2024年08月10日
トリーター:松田

うんちが教えてくれること

みなさんこんにちは、新人獣医師の松田です!

前回のトリーター日誌では血液検査についてお話しさせていただきましたが、“えのすい”のイルカで定期的に行っている検査は他にもあります。今回は、「うんち」を使った検査についてお話ししたいと思います。

…え、うんちで何がわかるの? って思ったそこのあなた。実はうんちには大切な情報が眠っているのです。

イルカの場合、普段であればうんちは水中でしてしまいます。ですので検査をしたい場合は、写真のようなチューブをおしりの穴に入れさせてもらって、直接うんちを取り出します。

検査では、主に「見た目・性状」と「菌叢(きんそう)」を確認しています。

「見た目・性状」は、私たちがトイレの後にするように(しますよね?)うんちの状態を見て異常がないか確認します。
通常時のイルカのうんちは、淡い緑〜深緑の色をしていて、泥のような状態になっていることが多いです。調子を崩すと、うんちの色がいつもと変わったり、水っぽくなったり、粘っこくなったりすることがあります。

続いて「菌叢」の検査についてです。聞きなれない言葉かもしれませんが、簡単に言えば腸内細菌のチェックです。イルカの腸の中にも、消化を助けるためにたくさんの細菌が棲んでおり、うんちの中にもそれらが入っています。その細菌を特殊な液体で色を染めて、どんな細菌がうんちに含まれているのかを顕微鏡でチェックします。
見た目だけでは具体的に何の菌かを特定することは難しく、菌叢の個体差も大きいのですが、そのイルカの通常時にどんな細菌がどれくらいのバランスで含まれているのかを知っておくことで、調子を崩した時の検査結果と照らし合わせることができるようになり、病気の原因の特定に役立つのです。

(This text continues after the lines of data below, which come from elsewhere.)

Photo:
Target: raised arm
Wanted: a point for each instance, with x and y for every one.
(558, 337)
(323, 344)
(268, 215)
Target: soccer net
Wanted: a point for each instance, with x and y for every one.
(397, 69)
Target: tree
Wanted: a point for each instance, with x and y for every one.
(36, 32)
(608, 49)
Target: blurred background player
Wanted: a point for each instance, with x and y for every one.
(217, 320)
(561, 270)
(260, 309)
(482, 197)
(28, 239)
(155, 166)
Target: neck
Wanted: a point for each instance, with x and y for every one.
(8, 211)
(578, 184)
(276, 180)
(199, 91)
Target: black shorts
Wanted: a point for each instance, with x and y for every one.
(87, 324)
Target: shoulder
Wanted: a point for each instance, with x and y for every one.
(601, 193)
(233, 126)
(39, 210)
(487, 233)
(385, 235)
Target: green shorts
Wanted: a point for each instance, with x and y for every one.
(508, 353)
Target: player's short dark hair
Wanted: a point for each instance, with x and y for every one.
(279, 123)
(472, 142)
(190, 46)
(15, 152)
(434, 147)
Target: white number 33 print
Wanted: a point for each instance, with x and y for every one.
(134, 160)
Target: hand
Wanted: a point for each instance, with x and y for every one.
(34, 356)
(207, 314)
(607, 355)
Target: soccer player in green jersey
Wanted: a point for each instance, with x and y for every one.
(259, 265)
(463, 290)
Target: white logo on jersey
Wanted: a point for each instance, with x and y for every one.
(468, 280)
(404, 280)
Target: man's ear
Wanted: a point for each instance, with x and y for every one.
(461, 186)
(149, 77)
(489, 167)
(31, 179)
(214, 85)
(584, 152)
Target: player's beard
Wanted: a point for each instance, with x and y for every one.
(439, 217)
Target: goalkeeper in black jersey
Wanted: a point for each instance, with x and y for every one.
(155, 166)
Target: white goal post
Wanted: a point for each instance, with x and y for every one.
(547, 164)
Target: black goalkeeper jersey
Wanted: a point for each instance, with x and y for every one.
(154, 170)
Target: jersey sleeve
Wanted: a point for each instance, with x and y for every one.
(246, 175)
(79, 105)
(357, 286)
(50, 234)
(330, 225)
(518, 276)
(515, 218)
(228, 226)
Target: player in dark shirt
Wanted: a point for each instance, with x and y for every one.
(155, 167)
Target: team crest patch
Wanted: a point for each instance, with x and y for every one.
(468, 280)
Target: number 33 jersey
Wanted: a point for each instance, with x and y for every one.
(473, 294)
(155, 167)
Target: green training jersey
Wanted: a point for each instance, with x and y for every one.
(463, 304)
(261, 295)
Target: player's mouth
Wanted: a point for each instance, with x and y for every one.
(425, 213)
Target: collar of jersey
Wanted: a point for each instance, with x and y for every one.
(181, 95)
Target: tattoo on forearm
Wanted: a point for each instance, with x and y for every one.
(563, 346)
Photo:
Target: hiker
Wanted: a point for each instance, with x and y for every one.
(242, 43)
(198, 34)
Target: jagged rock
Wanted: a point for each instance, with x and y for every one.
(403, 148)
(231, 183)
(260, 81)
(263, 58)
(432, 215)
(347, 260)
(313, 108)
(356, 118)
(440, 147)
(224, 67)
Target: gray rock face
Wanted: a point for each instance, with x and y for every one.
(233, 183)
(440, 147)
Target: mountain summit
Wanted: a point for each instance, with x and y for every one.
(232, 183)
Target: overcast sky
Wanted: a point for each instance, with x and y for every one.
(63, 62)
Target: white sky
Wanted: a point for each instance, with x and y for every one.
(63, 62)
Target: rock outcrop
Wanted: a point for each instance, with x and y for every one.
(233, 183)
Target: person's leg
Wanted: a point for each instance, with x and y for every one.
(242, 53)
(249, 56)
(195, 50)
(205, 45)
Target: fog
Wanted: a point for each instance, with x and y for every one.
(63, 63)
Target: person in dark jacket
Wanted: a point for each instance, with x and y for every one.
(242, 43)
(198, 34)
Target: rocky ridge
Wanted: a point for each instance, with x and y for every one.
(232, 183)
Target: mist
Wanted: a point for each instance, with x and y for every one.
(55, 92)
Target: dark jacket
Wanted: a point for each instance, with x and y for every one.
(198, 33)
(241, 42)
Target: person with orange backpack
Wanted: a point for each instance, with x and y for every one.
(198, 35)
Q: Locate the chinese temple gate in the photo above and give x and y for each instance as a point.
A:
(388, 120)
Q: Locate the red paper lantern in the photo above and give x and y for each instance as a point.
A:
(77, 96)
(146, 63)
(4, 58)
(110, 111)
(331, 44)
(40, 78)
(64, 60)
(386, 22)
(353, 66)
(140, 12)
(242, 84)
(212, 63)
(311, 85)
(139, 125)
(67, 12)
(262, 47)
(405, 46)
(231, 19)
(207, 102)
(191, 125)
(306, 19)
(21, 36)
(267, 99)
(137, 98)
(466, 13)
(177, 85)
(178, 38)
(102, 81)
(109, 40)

赤丸:グラム陽性桿菌、青丸:グラム陰性桿菌、黄丸:芽胞赤丸:グラム陽性桿菌、青丸:グラム陰性桿菌、黄丸:芽胞

細菌について少し詳しくお話しすると、細菌は大きく分けて、先ほどお話しした特殊な液体で紫色になる「グラム陽性菌」とピンク色になる「グラム陰性菌」に分かれ、形態的に「桿菌(かんきん)」と「球菌(きゅうきん)」にも分けることができます。
さらに細菌の中には「芽胞(がほう)」と呼ばれる防御モードになれるものもいます。この菌は調子を崩したイルカから検出されることが多いのですが、健康でも毎回検出される個体もいて、こういう場合に普段から菌叢をチェックしていることが役立ちます。
うんちは汚い! と多くの人は言うかもしれません。
しかし診療においては大切な情報を握っているうんち。みなさんも毛嫌いせずに、ぜひうまく付き合っていってください。